Television in the UK has changed fast. Aerials and satellite dishes are no longer the default, and more households now watch live channels, catch-up, and on-demand content entirely over broadband.

That’s IPTV — Internet Protocol Television — and it’s quietly become one of the most talked-about, and most misunderstood, categories in consumer tech.

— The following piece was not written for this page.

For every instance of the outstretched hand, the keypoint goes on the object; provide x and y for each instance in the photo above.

The appeal is obvious: fewer cables, no dish, and access on any device. But the same growth that’s made iptv uk viewing mainstream has also created a market in unauthorised resellers who distribute premium content without a licence. Knowing the difference protects you legally and financially — a properly run iptv subscription shouldn’t carry either risk.

What IPTV Actually Is

IPTV delivers television over the internet instead of through an aerial, cable, or satellite signal. A typical setup has three parts:

  • A source, where the provider hosts channels and on-demand content.
  • A delivery format, usually an M3U playlist or a similar streaming API.
  • A player app that turns the playlist into a normal-looking TV guide with an Electronic Programme Guide (EPG).

This is the same underlying technology used by mainstream broadcaster apps and major pay-TV streaming services across the UK. The tech itself is neutral. What makes a service legal is simple: does the provider actually hold the rights to the content it’s selling?

The Legitimate Market

The legitimate side includes free broadcaster apps, officially licensed pay-TV streaming bundles, and licensed aggregators that combine channels under proper rights agreements. They share common traits: transparent pricing, published contact details, and a channel list that matches what you’re paying for. None of them need to dodge ISP blocking, because none of them are blocked.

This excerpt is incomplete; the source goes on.